Дагестанская сага. Книга II - Жанна Абуева 12 стр.


– Да вот в последнее время какой-то сам не свой ходит. То накинется ни с того, ни с сего из-за какой-нибудь мелочи, а то, наоборот, обласкает, как молодожён! Не знаю, что с ним такое творится!

– Не обращай внимания, – сказала Малика. – У мужчин бывают всякие заходы.

Она снова обменялась с матерью тревожным взглядом и заторопилась:

– Поеду я, мои дорогие, а то уже смеркается!

– Проводить тебя? – предложила Фарида.

– Не беспокойся, ради Бога, что там идти до автостанции! Ой, чуть не забыла! Держи, это тебе!

Малика протянула невестке небольшой флакончик.

– Что это?
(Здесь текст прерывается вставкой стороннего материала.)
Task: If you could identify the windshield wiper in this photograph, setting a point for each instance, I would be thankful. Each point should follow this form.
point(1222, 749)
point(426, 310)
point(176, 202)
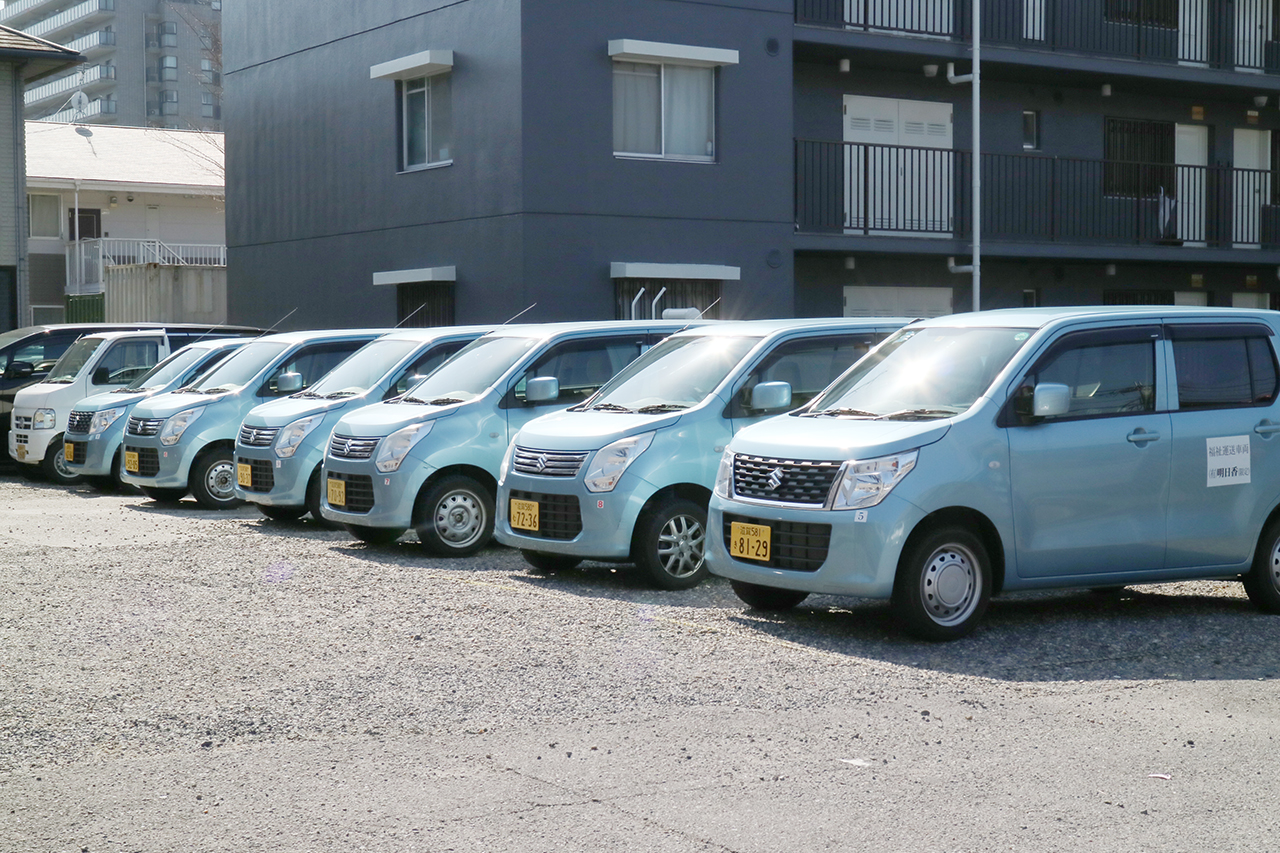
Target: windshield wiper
point(659, 407)
point(612, 407)
point(840, 413)
point(909, 414)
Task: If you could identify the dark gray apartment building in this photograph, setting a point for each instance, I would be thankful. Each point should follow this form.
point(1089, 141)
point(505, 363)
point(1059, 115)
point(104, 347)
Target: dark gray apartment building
point(465, 159)
point(149, 62)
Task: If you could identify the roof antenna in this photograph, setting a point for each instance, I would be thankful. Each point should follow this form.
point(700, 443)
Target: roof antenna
point(525, 311)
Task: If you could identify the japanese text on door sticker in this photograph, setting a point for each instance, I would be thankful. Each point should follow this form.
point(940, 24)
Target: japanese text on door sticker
point(1228, 460)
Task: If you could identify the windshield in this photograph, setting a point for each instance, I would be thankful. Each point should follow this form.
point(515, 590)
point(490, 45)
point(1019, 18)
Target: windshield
point(470, 373)
point(167, 370)
point(920, 374)
point(240, 368)
point(73, 360)
point(677, 373)
point(362, 369)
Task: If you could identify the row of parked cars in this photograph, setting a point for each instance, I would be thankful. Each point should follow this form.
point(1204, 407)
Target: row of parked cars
point(928, 463)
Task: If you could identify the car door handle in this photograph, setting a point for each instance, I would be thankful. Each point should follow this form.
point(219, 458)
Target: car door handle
point(1141, 436)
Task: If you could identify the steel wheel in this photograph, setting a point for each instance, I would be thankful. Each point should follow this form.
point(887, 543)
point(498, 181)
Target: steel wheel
point(671, 544)
point(944, 584)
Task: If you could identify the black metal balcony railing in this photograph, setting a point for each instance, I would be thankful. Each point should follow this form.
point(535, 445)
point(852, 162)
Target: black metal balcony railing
point(903, 191)
point(1243, 35)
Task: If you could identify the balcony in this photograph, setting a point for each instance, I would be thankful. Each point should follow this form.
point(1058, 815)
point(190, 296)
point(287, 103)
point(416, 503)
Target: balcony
point(917, 192)
point(78, 16)
point(1207, 33)
point(85, 80)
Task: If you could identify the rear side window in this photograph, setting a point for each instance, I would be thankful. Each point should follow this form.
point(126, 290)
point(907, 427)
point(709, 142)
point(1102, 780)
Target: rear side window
point(1224, 372)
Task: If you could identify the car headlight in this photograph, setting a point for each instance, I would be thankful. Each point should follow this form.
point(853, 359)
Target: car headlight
point(103, 419)
point(393, 448)
point(865, 483)
point(287, 442)
point(612, 460)
point(178, 424)
point(725, 474)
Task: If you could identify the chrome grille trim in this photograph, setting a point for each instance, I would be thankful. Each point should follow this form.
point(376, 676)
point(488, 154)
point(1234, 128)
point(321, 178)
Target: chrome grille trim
point(257, 436)
point(144, 425)
point(351, 446)
point(539, 463)
point(784, 480)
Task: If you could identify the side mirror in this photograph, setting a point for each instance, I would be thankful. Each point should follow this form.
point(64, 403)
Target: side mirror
point(1051, 400)
point(19, 370)
point(771, 395)
point(542, 389)
point(288, 383)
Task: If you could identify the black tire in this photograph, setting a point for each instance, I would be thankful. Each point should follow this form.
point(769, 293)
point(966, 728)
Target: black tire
point(455, 516)
point(315, 495)
point(213, 479)
point(1262, 583)
point(54, 465)
point(944, 583)
point(164, 496)
point(771, 598)
point(542, 562)
point(374, 536)
point(670, 546)
point(282, 512)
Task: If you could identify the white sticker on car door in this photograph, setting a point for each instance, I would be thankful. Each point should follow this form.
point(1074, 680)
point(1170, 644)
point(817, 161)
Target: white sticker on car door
point(1228, 460)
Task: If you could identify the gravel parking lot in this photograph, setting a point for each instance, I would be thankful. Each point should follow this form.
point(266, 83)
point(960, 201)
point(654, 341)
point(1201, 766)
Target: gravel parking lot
point(177, 679)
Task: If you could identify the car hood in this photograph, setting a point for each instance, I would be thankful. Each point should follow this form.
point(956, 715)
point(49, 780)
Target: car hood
point(585, 430)
point(836, 438)
point(375, 422)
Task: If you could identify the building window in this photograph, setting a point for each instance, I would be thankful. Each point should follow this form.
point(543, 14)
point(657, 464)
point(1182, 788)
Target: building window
point(663, 110)
point(424, 305)
point(45, 217)
point(426, 121)
point(1031, 129)
point(1139, 158)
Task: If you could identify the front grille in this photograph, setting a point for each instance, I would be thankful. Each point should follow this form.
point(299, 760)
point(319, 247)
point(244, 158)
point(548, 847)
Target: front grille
point(796, 546)
point(144, 425)
point(261, 474)
point(351, 447)
point(78, 422)
point(78, 450)
point(360, 491)
point(257, 436)
point(149, 460)
point(558, 515)
point(784, 480)
point(548, 463)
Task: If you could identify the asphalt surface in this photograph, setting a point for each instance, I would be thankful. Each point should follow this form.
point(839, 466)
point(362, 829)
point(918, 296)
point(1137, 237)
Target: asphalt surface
point(178, 679)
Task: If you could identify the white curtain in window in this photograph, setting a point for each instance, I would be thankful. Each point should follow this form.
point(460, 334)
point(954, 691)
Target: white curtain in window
point(689, 110)
point(636, 108)
point(45, 220)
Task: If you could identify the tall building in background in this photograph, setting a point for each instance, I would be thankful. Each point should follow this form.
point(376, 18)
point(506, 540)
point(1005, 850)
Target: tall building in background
point(150, 62)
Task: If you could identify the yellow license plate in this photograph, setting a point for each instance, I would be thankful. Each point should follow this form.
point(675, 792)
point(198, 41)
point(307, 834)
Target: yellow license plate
point(524, 515)
point(749, 541)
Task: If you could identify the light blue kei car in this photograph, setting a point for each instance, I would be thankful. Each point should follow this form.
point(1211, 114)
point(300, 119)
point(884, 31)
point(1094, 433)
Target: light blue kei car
point(1011, 450)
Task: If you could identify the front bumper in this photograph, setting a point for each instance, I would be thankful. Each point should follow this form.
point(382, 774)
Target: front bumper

О-ой, "Быть может", мои любимые духи! Где ты их достала, такой ведь дефицит! – воскликнула Фарида.

– Соседка принесла, я и взяла тебе и себе.

– Спасибо, моя дорогая! Я же их обожаю!

– Пользуйся на здоровье!

Расцеловав по очереди мать и невестку, Малика заспешила домой.

По дороге в Махачкалу, в такси, откинувшись на спинку сиденья и закрыв глаза, Малика перебирала в уме события дня, и память её зацепилась вдруг за висевшую на стене в доме у Катерины Андреевны пожелтевшую фотографию мужчины и женщины. Перед глазами Малики всплыло лицо мужчины, тяжёлое и отечное, показавшееся отчего-то ей знакомым, и она стала мучительно соображать, где она могла видеть этого человека. Вспомнить не удавалось, и, бросив свои попытки, Малика переключилась на мысли о брате и о том, каково, должно быть, бедняжке Фариде жить с постоянным чувством обиды на своего мужа.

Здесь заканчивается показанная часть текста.